Contrairement à d'autres villages plus exposés, Vielmanay ne subit pas de grande rafle de la population civile. Pourtant, la peur est là. En août 1942, lors des rafles antisémites dans la Nièvre, deux familles juives cachées temporairement dans la région sont dénoncées près de La Charité-sur-Loire (source : Mémorial de la Shoah). Le souvenir de ces arrestations hante longtemps la mémoire locale. Les conscrits de Vielmanay sont eux aussi touchés par les mesures du STO : en 1943, trois jeunes hommes du village sont envoyés de force en Allemagne. Leur départ est silencieux ; à leur retour (pour deux d’entre eux en 1945), ils raconteront les privations et les brimades subies. Les écoliers ne sont pas épargnés par l’omniprésence de la propagande : manuels « adaptés » par Vichy, portraits de Pétain dans les classes, collecte des métaux à l’école. Un cahier d’époque relate comment la maîtresse appelait ses élèves à ramener « tout morceau de cuivre » pour soutenir « l’effort national », une mesure qui marque certains enfants plus que l’absence de chocolat ou de fruits…

La libération à Vielmanay : entre joie et soulagement

L’été 1944 marque un basculement : à la suite du Débarquement allié, la résistance s’active dans le Morvan voisin. Plusieurs sabotages de voies ferrées sont recensés sur la ligne Nevers-Cosne, provoquant une tension extrême. Le 18 août, une escouade allemande traverse Vielmanay, exigeant du vin, du pain et un âne.
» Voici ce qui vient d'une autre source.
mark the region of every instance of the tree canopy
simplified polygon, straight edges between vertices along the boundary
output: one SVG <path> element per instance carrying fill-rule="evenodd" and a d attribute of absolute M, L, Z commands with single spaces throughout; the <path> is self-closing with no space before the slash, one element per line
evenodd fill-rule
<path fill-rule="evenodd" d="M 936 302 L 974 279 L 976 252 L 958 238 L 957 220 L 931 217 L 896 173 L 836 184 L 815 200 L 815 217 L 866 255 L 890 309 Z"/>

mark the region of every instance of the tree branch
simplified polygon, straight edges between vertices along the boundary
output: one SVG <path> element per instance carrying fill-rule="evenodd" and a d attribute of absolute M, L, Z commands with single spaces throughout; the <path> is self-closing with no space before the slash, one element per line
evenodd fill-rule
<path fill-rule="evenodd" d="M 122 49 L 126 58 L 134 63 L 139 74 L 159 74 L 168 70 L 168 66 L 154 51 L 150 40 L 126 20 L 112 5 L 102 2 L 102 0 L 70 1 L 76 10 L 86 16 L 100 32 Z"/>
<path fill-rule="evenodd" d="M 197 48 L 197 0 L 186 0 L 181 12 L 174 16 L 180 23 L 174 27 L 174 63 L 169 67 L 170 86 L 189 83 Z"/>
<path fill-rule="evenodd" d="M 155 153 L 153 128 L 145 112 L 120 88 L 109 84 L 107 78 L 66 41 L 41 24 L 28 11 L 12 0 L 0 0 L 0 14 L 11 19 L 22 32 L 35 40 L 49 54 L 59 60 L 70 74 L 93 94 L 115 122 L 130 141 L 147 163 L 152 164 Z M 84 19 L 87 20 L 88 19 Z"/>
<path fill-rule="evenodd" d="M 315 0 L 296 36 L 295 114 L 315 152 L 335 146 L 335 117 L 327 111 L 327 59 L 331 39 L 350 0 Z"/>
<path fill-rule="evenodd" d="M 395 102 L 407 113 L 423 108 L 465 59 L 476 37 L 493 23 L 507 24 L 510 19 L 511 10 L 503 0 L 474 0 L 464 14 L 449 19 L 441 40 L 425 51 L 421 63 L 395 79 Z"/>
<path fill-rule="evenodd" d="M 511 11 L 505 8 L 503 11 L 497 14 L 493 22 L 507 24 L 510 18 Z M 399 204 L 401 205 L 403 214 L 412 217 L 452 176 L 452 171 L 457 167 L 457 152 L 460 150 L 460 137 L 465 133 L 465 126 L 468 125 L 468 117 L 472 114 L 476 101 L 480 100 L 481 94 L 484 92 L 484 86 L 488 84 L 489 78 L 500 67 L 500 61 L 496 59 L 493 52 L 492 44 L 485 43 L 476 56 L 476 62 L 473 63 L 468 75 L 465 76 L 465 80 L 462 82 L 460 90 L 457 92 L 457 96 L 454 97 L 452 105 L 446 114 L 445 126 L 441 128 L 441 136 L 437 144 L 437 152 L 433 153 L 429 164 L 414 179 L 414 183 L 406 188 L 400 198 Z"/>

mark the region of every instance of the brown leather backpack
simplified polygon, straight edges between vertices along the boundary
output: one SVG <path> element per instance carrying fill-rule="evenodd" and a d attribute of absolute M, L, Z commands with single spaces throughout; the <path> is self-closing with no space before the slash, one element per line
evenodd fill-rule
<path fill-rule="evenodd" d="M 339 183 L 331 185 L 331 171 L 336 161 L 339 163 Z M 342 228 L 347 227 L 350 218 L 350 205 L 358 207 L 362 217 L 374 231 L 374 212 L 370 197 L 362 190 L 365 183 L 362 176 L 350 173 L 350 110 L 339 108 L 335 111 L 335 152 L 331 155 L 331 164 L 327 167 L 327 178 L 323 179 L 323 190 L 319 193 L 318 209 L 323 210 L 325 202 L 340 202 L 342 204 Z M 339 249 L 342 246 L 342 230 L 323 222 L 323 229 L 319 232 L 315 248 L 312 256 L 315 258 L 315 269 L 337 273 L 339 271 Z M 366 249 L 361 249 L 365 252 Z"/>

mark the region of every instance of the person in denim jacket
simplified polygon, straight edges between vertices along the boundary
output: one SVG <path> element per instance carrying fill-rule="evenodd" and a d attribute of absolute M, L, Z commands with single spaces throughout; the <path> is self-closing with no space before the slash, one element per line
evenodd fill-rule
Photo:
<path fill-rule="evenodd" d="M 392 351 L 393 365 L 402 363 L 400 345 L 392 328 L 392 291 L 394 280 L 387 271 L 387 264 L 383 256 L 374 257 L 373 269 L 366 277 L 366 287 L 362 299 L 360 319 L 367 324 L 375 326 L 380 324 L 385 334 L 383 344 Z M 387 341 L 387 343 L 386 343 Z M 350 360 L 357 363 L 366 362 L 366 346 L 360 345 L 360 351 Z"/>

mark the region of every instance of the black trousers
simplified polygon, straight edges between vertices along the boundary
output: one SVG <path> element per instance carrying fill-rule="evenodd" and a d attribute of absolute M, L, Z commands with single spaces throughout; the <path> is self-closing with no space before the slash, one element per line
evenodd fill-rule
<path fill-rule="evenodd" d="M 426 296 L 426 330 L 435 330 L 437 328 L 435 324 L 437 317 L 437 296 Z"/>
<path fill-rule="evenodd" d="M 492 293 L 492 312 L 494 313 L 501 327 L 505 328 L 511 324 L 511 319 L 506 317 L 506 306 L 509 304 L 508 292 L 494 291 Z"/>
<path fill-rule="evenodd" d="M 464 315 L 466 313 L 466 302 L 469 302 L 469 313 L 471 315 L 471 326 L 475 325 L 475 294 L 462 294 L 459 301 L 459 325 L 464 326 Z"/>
Le maire temporise, cherche à éviter l’excès de zèle, tandis que sur les marges des bois, quelques hommes du maquis de Lorris passent la Loire en direction du nord. La véritable Libération survient à la fin août, quand un détachement FFI (Forces Françaises de l’Intérieur) traverse la bourgade. Quelques accrochages distants résonnent au loin ; la population n’ose pas sortir. Le 28 août 1944, le drapeau tricolore est hissé à la mairie. Les cloches sonnent ; les anciens pleurent ; les enfants réclament la fête. La réconciliation n’est pas immédiate : des règlements de compte surgissent, des « têtes baissées » sont pointées du doigt pour collaboration réelle ou supposée.

Des traces encore visibles : mémoire locale et cicatrices de l’Histoire

Les traces physiques de l’Occupation à Vielmanay se sont effacées : pas de monument dédié, mais des souvenirs persistants dans les familles, les récits transmis lors des veillées, les photos jaunies. Quelques maisons portent encore, à l’arrière des greniers ou des remises, des graffiti griffonnés par les jeunes qui se cachaient ou, plus rarement, des messages discrets en morse. Les archives communales, désormais en majorité conservées aux Archives départementales de la Nièvre, gardent la mémoire de ces années fragiles. La tradition orale reste aussi précieuse que ces registres pour comprendre comment un petit village, sans fait d’armes éclatant ni héros officiel, a traversé les années les plus sombres du XXe siècle. Apprendre à lire entre les lignes des menus faits, entre les anecdotes familiales et quelques chiffres administratifs, c’est redonner vie à ces instants passés qui ont façonné l’identité de Vielmanay.

Pour approfondir : sources et repères historiques

  • Dossiers archivistiques : Archives départementales de la Nièvre, séries R (guerre), 5J (témoignages résistance), disponibles sur le portail officiel
  • Mémorial de la Shoah : dossiers sur les rafles et arrestations dans la Nièvre
  • AFMD 58 : Témoignages et fiches sur les réseaux de résistants locaux
  • Ouvrage : « La Nièvre dans la Seconde Guerre mondiale », Jean-Paul Vaillant, 2004, éditions Alan Sutton
  • Recueils oraux : Entretiens réalisés avec les familles de la commune durant les années 1990-2000 (archives privées)

Au fil du temps, la transmission comme mémoire vivante

L’Occupation, à Vielmanay, n’a pas donné lieu à de grandes actions spectaculaires, mais elle a forgé une mémoire locale tempérée, empreinte de courage discret, d’ingéniosité quotidienne et de prudence. C’est dans la nuance de ces souvenirs que le village conserve l’écho de ces années difficiles, et que la transmission, qu’elle soit écrite ou orale, prolonge la Mémoire d’Antan.